When the shepherds arrive, Mak and Gill put their plan into action. The sheep is wrapped up tightly in swaddling clothes, and Gill moans loudly about how much pain she is in post-childbirth. The shepherds search the house, but much to their surprise, they don’t find their missing sheep or any lamb meat. In fact, they don’t find any food whatsoever in the house. Sheepishly, they apologize to Mak for blaming him and joke that Mak’s new baby smells as bad as their missing sheep did. To make further amends with Mak, the three shepherds extend to him an offer of friendship. Still trying to get the shepherds to leave, Mak sharply declines the offer, and the shepherds depart. Shortly after they leave Mak’s house, however, the shepherds realize they didn’t leave any sort of gift for the baby. They feel bad for blaming Mak and they’re sorry for him due to his poverty and houseful of children, so the shepherds turn back.
Daw is first to turn up at the door again. Mak and Gill are flustered, thinking that they had already pulled off their trick. They try to shoo Daw out the door once more, but Daw says he wants to peek at the baby. He pulls back the cloth and is startled to see the missing sheep looking up at him. A desperate Mak attempts to think on his feet, exclaiming that their baby was stolen by fairies and then deformed. Once again, the shepherds don’t buy Mak’s story. Although stealing a sheep is punishable by death, Coll decides that simply humiliating Mak will be punishment enough. The three shepherds toss Mak in a blanket and leave with their sheep.

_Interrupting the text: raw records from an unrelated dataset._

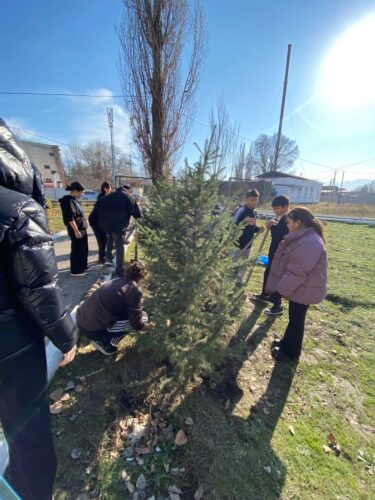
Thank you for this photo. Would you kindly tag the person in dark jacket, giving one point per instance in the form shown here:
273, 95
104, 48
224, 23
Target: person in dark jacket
31, 307
114, 213
100, 234
246, 215
76, 225
279, 229
113, 309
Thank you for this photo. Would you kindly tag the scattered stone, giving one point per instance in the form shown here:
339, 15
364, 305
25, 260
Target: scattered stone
141, 482
199, 493
174, 490
174, 496
76, 454
56, 395
129, 452
70, 386
56, 408
181, 438
125, 476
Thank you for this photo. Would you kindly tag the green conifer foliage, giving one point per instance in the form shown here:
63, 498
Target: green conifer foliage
188, 246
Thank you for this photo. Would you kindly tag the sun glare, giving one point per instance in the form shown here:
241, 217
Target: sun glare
348, 72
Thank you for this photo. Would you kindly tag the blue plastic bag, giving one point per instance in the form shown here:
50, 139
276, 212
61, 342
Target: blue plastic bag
262, 260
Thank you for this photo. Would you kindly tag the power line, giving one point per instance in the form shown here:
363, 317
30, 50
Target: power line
122, 96
65, 94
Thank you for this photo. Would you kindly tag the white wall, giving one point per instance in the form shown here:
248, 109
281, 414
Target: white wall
298, 190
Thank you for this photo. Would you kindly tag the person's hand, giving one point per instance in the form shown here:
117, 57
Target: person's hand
270, 223
148, 326
68, 357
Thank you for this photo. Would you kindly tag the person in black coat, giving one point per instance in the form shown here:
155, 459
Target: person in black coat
280, 206
246, 215
76, 225
114, 213
100, 234
31, 307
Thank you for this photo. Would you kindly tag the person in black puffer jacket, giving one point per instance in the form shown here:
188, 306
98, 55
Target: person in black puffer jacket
100, 235
76, 225
114, 212
31, 307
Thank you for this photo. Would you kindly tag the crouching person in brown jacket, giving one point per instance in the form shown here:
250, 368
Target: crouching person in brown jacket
115, 308
298, 273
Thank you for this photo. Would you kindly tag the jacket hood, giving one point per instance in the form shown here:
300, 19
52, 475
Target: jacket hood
17, 173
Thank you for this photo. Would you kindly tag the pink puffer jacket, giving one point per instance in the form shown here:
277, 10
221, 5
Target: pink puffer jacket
299, 268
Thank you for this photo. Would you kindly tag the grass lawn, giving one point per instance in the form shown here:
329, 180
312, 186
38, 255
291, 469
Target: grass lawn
261, 433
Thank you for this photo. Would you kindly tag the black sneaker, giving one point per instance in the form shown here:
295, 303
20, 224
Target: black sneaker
116, 340
261, 297
106, 349
275, 310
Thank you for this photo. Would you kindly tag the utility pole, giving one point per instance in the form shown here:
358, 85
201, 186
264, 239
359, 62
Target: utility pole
110, 124
333, 186
277, 149
341, 187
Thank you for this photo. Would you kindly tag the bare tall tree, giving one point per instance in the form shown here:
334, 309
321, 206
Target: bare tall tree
224, 135
263, 154
153, 35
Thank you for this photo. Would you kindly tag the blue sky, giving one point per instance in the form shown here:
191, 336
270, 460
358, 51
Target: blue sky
72, 46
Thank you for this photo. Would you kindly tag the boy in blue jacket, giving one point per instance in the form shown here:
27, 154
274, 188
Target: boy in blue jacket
278, 228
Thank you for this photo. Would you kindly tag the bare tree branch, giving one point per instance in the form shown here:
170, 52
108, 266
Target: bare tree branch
153, 35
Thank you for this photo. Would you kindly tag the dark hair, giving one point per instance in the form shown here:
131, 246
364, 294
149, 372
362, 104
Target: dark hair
308, 219
105, 185
281, 201
75, 186
253, 193
136, 270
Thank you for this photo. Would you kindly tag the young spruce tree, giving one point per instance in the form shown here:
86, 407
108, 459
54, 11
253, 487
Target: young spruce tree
188, 246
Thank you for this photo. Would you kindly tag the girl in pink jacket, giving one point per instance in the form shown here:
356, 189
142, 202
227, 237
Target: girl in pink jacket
299, 273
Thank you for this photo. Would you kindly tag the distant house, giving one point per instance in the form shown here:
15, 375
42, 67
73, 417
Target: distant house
47, 158
299, 189
238, 187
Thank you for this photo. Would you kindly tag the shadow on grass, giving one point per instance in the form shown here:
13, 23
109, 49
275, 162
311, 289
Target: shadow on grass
347, 304
230, 455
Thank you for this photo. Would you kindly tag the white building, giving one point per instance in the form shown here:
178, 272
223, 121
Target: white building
48, 160
298, 189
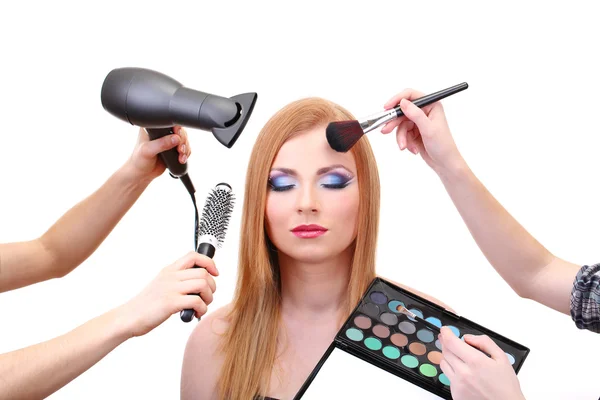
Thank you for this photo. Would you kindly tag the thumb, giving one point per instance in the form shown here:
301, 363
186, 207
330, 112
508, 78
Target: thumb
416, 115
487, 345
152, 148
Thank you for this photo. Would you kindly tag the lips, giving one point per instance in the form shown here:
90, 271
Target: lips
309, 231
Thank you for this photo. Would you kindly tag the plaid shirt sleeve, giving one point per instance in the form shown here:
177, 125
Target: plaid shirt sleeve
585, 298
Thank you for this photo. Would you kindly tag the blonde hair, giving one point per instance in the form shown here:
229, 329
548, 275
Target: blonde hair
255, 315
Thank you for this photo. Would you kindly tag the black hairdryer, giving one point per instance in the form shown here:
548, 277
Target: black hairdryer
157, 102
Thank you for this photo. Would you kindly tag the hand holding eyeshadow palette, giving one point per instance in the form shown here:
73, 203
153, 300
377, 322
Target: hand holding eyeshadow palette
380, 341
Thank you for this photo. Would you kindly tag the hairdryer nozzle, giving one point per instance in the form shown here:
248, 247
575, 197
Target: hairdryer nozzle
228, 135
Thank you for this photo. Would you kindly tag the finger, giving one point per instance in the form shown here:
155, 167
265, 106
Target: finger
412, 133
401, 134
460, 349
487, 345
447, 370
152, 148
182, 153
197, 286
197, 273
192, 273
387, 128
194, 259
194, 302
416, 115
409, 94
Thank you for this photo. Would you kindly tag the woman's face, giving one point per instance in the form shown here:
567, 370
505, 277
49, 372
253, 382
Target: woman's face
312, 199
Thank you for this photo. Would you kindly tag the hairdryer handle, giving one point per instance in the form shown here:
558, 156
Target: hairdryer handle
171, 156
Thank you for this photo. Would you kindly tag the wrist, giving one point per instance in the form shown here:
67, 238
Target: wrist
121, 324
457, 168
130, 177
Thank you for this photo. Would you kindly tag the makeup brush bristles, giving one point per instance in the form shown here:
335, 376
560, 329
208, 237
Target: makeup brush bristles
342, 135
403, 310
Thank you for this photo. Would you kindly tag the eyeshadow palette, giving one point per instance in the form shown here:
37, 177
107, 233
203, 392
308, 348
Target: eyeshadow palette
377, 333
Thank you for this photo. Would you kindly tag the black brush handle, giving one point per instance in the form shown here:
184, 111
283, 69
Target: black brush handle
433, 97
171, 156
208, 250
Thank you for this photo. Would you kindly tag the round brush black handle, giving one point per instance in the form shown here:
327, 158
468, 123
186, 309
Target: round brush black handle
208, 250
433, 97
171, 156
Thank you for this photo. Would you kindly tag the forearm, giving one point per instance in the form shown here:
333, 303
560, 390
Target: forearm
40, 370
530, 269
77, 234
73, 238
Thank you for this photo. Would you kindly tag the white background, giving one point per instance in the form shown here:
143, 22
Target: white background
527, 126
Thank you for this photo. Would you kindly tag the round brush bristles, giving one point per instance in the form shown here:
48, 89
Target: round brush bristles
341, 136
217, 212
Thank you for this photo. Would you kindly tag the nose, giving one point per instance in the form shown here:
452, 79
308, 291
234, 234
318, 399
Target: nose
307, 200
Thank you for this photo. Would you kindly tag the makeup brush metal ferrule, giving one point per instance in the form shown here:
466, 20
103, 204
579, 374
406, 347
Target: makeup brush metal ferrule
342, 135
403, 310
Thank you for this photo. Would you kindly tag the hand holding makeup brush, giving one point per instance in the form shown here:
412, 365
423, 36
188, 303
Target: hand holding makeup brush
472, 374
424, 130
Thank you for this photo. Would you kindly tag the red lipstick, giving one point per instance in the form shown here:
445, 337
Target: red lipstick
309, 231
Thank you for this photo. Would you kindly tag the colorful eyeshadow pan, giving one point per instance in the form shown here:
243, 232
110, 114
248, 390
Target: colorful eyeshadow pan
373, 343
362, 322
417, 348
407, 327
370, 309
428, 370
399, 339
425, 336
444, 379
389, 319
455, 330
378, 298
354, 334
393, 305
381, 331
435, 321
417, 312
435, 357
409, 361
391, 352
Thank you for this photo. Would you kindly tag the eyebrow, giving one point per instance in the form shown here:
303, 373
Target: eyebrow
321, 171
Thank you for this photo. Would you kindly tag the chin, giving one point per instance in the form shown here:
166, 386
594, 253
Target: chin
312, 253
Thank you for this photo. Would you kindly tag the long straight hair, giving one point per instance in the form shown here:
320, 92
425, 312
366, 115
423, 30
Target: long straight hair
249, 356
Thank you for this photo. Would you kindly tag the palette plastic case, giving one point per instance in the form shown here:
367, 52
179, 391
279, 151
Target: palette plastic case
378, 334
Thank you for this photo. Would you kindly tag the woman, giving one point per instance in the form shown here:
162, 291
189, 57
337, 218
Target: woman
307, 255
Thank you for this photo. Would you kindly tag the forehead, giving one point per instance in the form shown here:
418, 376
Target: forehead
310, 151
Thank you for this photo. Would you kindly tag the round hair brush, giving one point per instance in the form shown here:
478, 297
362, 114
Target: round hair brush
213, 225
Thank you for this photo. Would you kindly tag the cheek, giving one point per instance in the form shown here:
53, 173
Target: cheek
344, 207
276, 213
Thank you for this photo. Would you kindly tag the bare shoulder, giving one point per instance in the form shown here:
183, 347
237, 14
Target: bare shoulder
202, 360
419, 293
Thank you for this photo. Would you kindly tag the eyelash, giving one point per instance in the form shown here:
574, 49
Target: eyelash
288, 187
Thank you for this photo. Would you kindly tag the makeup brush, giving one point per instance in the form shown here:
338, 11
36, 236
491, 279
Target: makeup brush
403, 310
343, 135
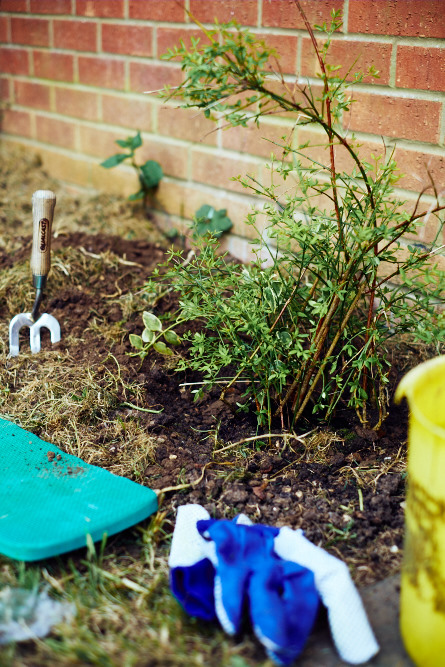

After all of the commotion with Mak—and after carrying a 140-pound-sheep back to the field—Coll, Gyb, and Daw are even more exhausted than they were before. The moment they lie down to rest, they are interrupted by an explosion of light and song. An angel appears before them, singing “Gloria in excelsis Deo” and exclaiming that Christ has been born. The angel urges the shepherds to go visit the baby boy born in Bethlehem. Stunned, the three shepherds immediately head for Bethlehem. They no longer care that they are cold, wet, tired, and poor—they just want to see Christ as soon as they can and they worry that they may be too late.
When they arrive in Bethlehem, each shepherd presents a gift to the newborn baby—from Coll, a bunch of cherries; from Gyb, a bird; and from Daw, a ball. The shepherds rejoice at meeting baby Jesus and know they are redeemed. Mary tells the shepherds to always remember this day, and as the play closes, the shepherds burst into a joyful song.